Telemedicine Program Brings UNM Stroke Specialists to Rural Hospitals
Service provides patients with specialized care while reducing unnecessary medical transports
23 JULY 2013, ALBUQUERQUE, NM
SummaryNew telemedicine system gives UNM neurosurgeons and neurologists the ability to consult with and examine patients in rural hospitals, thanks to secure, state-of-the art high definition video links.
ALBUQUERQUE, NM - A new cutting-edge telemedicine program at the University of New Mexico Health Sciences Center is offering much needed neurological and neurosurgical specialists to rural and small hospitals across New Mexico.
UNM Hospitals, with the help of Albuquerque-based technology firm Net Medical Xpress, recently installed a network of high-definition cameras and audiovisual conferencing equipment that allows specialists at UNM Hospital to interact directly with patients and their providers at 13 hospitals across New Mexico. That number is expected to nearly double, as equipment is installed in more hospitals. Neurosurgeons and neurologists at UNM are now able to provide real-time, face-to-face consultations over the internet with doctors, patients and their families who live in communities that have traditionally lacked access to this type of specialized care.
“For stroke care, you really have to see the patient,” explained Howard Yonas, MD, a stroke specialist and the chair of the UNM Department of Neurosurgery, one of the only neurosurgery facilities in the state. “You have to look at the patients’ pupils and watch their movement, alongside viewing the MRI or CT scan images.”
About five years ago, the UNM departments of neurosurgery and neurology began using telemedicine technology that allowed remote hospitals to send high resolution MRI and CT scans to UNM through a secure imaging capture system. Thanks to advances in audio-visual technology, the program has now evolved to allow UNM specialists to consult with other doctors and their patients in real-time, through secure, remote-control cameras that have been installed in emergency rooms across the state.
In addition to providing immediate specialist care to patients, the system also prevents unnecessary and expensive medical transports to Albuquerque. Given the lack of specialists in rural hospitals and potential severity of brain injuries, many patients were being transported by helicopter or plane to UNM Hospital to receive treatment from a specialist. While these transports are sometimes crucial, UNM found that almost 40% of these patients were not in need of emergency treatment and could have stayed at their local hospital, eliminating the extreme inconvenience and stress of the transport, not to mention the cost. A helicopter transport from a rural hospital to UNM can run upwards of $30,000.
“And what we’re trying to do is to be able to reduce the costs of these transports and be able to provide immediacy to that patient – healthcare coverage by a specialist who has treated thousands of patients and knows exactly what to look for,” said Net Medical President and CEO Dick Govatski.
“We can prevent some of these unnecessary transports,” Yonas said. “And if the patient really has an emergency, then we can expedite things and get them here quicker. We can even start their care at the other hospital before they travel. So better information leads to better decision-making, better triage.”
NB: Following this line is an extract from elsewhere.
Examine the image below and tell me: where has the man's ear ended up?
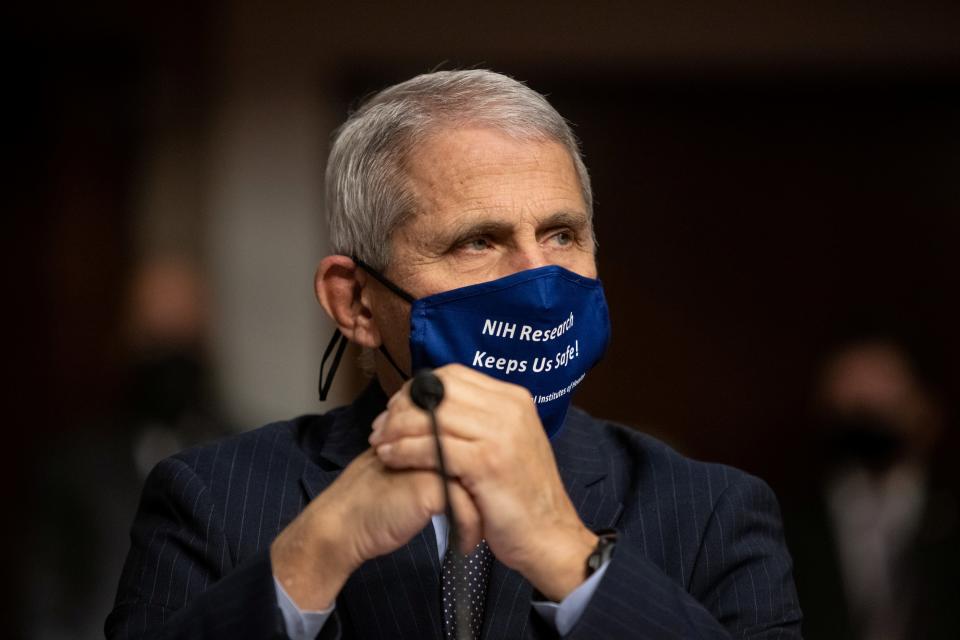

This telemedicine program is part of a broader push at the UNM Health Sciences Center to improve brain and behavioral health in New Mexico, an initiative made possible by the UNM Brain and Behavior Health Institute (BBHI). This newly formed center is dedicated to research and training to advance clinical care and treatment options for neurological and mental health issues. Researchers and clinicians from many UNM Health Sciences Center departments are working together to improve care for patients with various diseases and conditions, including stroke, traumatic brain injury, multiple sclerosis, addiction, Alzheimer’s and neurodevelopmental disorders.
“In a large, primarily rural state like New Mexico, delivering specialized health care to all communities is a challenge,” according to Bill Shuttleworth, PhD, a faculty member in the UNM Department of Neurosciences who is leading the effort to establish the new center. “The BBHI is bringing together regional hospitals, local small businesses, medical specialists and researchers from UNM to engage our community partners throughout the state and create solutions for improving healthcare access statewide.”